Nightmare disables window.prompt from popping up by default, but you can still listen for the message to come up. If you need to handle the confirmation differently, you'll need to use your own preload script.

.on('page', function(type="confirm", message, response))

Nightmare disables window.confirm from popping up by default, but you can still listen for the message to come up. If you need to handle the confirmation differently, you'll need to use your own preload script.

.on('console', function(type [, arguments, ...]))

type will be either log, warn or error and arguments are what gets passed from the console. This event is not triggered if the injected javascript code (e.g. via .evaluate()) is using console.log.

.once(event, callback)

Similar to .on(), but captures page events with the callback one time.

.removeListener(event, callback)

Removes a given listener callback for an event.

.screenshot([path][, clip])

Takes a screenshot of the current page. Useful for debugging. The output is always a png. Both arguments are optional. If path is provided, it saves the image to the disk. Otherwise it returns a Buffer of the image data. If clip is provided (as documented here), the image will be clipped to the rectangle.

.html(path, saveType)

Saves the current page as html as files to disk at the given path. Save type options are here.

.pdf(path, options)

Saves a PDF to the specified path. Options are here.

.title()

Returns the title of the current page.

.url()

Returns the url of the current page.

.path()

Returns the path name of the current page.

Cookies

.cookies.get(name)

Gets a cookie by it's name. The url will be the current url.

.cookies.get(query)

Queries multiple cookies with the query object. If a query.name is set, it will return the first cookie it finds with that name, otherwise it will query for an array of cookies. If no query.url is set, it will use the current url. Here's an example:

// get all google cookies that are secure
// and have the path `/query`
nightmare
  .goto('http://google.com')
  .cookies.get({
    path: '/query',
    secure: true
  })
  .then(cookies => {
    // do something with the cookies
  })

Available properties are documented here: https://github.com/atom/electron/blob/master/docs/api/session.md#sescookiesgetdetails-callback

.cookies.get()

Gets all the cookies for the current url. If you'd like get all cookies for all urls, use: .get({ url: null }).

.cookies.set(name, value)

Sets a cookie's name and value. This is the most basic form, and the url will be the current url.

.cookies.set(cookie)

Sets a cookie. If cookie.url is not set, it will set the cookie on the current url. Here's an example:

nightmare
  .goto('http://google.com')
  .cookies.set({
    name: 'token',
    value: 'some token',
    path: '/query',
    secure: true
  })
  // ... other actions ...
  .then(() => {
    // ...
  })

Available properties are documented here: https://github.com/atom/electron/blob/master/docs/api/session.md#sescookiessetdetails-callback

.cookies.set(cookies)

Sets multiple cookies at once. cookies is an array of cookie objects. Take a look at the .cookies.set(cookie) documentation above for a better idea of what cookie should look like.

.cookies.clear([name])

Clears a cookie for the current domain. If name is not specified, all cookies for the current domain will be cleared.

nightmare
  .goto('http://google.com')
  .cookies.clear('SomeCookieName')
  // ... other actions ...
  .then(() => {
    // ...
  })
.cookies.clearAll()

Clears all cookies for all domains.

nightmare
  .goto('http://google.com')
  .cookies.clearAll()
  // ... other actions ...
  .then(() => {
    //...
  })

Proxies

Proxies are supported in Nightmare through switches.

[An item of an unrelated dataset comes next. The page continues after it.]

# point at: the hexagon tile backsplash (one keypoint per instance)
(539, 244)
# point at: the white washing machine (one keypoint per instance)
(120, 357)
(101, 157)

If your proxy requires authentication you also need the authentication call.

The following example not only demonstrates how to use proxies, but you can run it to test if your proxy connection is working:

import Nightmare from 'nightmare';

const proxyNightmare = Nightmare({
  switches: {
    'proxy-server': 'my_proxy_server.example.com:8080' // set the proxy server here ...
  },
  show: true
});

proxyNightmare
  .authentication('proxyUsername', 'proxyPassword') // ... and authenticate here before `goto`
  .goto('http://www.ipchicken.com')
  .evaluate(() => {
    return document.querySelector('b').innerText.replace(/[^\d\.]/g, '');
  })
  .end()
  .then((ip) => { // This will log the Proxy's IP
    console.log('proxy IP:', ip);
  });

// The rest is just normal Nightmare to get your local IP
const regularNightmare = Nightmare({ show: true });

regularNightmare
  .goto('http://www.ipchicken.com')
  .evaluate(() =>
    document.querySelector('b').innerText.replace(/[^\d\.]/g, '');
  )
  .end()
  .then((ip) => { // This will log the your local IP
    console.log('local IP:', ip);
  });

Promises

By default, Nightmare uses default native ES6 promises. You can plug in your favorite ES6-style promises library like bluebird or q for convenience!

Here's an example:

var Nightmare = require('nightmare')

Nightmare.Promise = require('bluebird')
// OR:
Nightmare.Promise = require('q').Promise

You can also specify a custom Promise library per-instance with the Promise constructor option like so:

var Nightmare = require('nightmare')

var es6Nightmare = Nightmare()
var bluebirdNightmare = Nightmare({
  Promise: require('bluebird')
})

var es6Promise = es6Nightmare
  .goto('https://github.com/segmentio/nightmare')
  .then()
var bluebirdPromise = bluebirdNightmare
  .goto('https://github.com/segmentio/nightmare')
  .then()

es6Promise.isFulfilled() // throws: `TypeError: es6EndPromise.isFulfilled is not a function`
bluebirdPromise.isFulfilled() // returns: `true | false`

Extending Nightmare

Nightmare.action(name, [electronAction|electronNamespace], action|namespace)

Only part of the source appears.